Why banking competition matters for New Zealand manufacturers
-Mark Devlin, Managing Director, Impact PR
New Zealand’s manufacturing sector has long faced challenges in securing financial services that are both efficient and cost-effective. The dominance of a few major banks has resulted in high fees, outdated systems and a lack of tailored solutions for businesses looking to scale.
However, recent regulatory changes by the Reserve Bank of New Zealand (RBNZ) may mark the beginning of a new era – one where increased banking competition and AI-driven financial services could significantly benefit manufacturers.
The RBNZ’s decision to allow greater access to New Zealand’s Exchange Settlement Account System (ESAS) is a critical step forward. ESAS is the backbone of the country’s financial transaction system, enabling real-time settlements between banks.
Previously, only major banks had direct access, forcing smaller financial players to go through them as intermediaries. This restriction has stifled competition and innovation in the banking sector for years.
Now, with non-bank financial institutions permitted to participate directly, manufacturers may soon see more competitive financing options, faster payment processing, and AI-driven banking solutions tailored to their needs.
Fintech innovation: A game changer for manufacturers
The impact of these reforms extends beyond just banking competition. Fintech companies like Emerge are poised to introduce AI-driven financial tools that could streamline business operations for manufacturers.
Emerge co-founder Jovan Pavlicevic says that traditional banking services have failed to keep pace with the needs of modern businesses.
“It’s staggering that in 2025, opening a business bank account in New Zealand can still take months.
“Many of our customers report waiting three to four months just to get an account set up.
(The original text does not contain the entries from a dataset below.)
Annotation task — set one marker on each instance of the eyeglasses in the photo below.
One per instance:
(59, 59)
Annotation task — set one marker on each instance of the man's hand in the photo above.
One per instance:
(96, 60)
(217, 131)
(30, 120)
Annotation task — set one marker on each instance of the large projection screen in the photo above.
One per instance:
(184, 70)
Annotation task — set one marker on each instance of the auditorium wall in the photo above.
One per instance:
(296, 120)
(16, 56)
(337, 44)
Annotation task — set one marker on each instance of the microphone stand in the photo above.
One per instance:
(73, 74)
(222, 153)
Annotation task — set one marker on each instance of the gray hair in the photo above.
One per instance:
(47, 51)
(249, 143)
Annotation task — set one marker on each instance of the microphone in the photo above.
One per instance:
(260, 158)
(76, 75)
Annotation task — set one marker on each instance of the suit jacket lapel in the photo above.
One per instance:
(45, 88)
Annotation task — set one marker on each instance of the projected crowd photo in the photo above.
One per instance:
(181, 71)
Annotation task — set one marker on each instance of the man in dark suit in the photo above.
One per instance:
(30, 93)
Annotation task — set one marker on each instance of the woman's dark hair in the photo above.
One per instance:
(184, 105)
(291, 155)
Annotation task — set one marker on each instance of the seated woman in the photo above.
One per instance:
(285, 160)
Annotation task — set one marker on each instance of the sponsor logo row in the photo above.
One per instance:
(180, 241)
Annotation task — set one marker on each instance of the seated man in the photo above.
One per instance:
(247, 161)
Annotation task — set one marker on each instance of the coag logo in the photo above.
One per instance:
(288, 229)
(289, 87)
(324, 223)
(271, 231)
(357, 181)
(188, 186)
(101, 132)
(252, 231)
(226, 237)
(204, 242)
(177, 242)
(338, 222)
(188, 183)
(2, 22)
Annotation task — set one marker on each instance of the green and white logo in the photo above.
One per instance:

Meanwhile, international fintech solutions are providing instant onboarding, real-time fraud prevention, and AI-driven financial insights,” he says.
Emerge is working towards embedding artificial intelligence at the core of its banking platform, offering manufacturers real-time financial tracking, automated reconciliation, and proactive fraud detection.
AI-powered banking could also optimise cash flow management – an issue that continues to be a pain point for manufacturers dealing with supply chain disruptions and fluctuating demand.
Levelling the playing field
Manufacturers are among those who stand to benefit the most from increased banking competition.
The sector is heavily reliant on access to working capital, trade finance, and seamless international transactions. Under the current system, high banking fees and slow processing times add unnecessary costs to doing business.
Pavlicevic highlights how manufacturers will benefit from fintech-driven solutions.
“Our system allows AI-powered facial recognition for secure transactions, while automated fraud prevention tools analyse transaction histories to flag unusual spending patterns before they become an issue. These innovations could save businesses significant time and money,” he says.
AI-driven banking models could also democratise financial insights. Previously, businesses needed a team of financial experts to manage cash flow, reconcile transactions, and detect anomalies. With AI, manufacturers will have real-time access to insights that allow them to make better financial decisions without requiring an in-house finance team.
The road ahead
Despite these advances, significant regulatory and financial barriers remain for challenger banks. In the UK, fintechs can launch a banking entity with just £1 million in capital. In New Zealand, they need between $30 million and $50 million just to enter the conversation with regulators. Pavlicevic describes this as an “impenetrable wall” for new competition.
However, if New Zealand can overcome these regulatory constraints, the potential for AI-driven banking innovation is immense. AI could reduce reconciliation time, automate expense tracking, and improve financial decision-making for manufacturers.
With open banking and ESAS reform, the manufacturing sector may finally gain access to the efficient, cost-effective financial services it needs to compete on a global scale.
As the financial landscape shifts, manufacturers should keep a close eye on the rise of fintech solutions. Increased competition in banking could mean lower fees, faster transactions, and smarter financial tools – all of which will play a crucial role in helping New Zealand’s manufacturing sector remain competitive in an increasingly digital economy.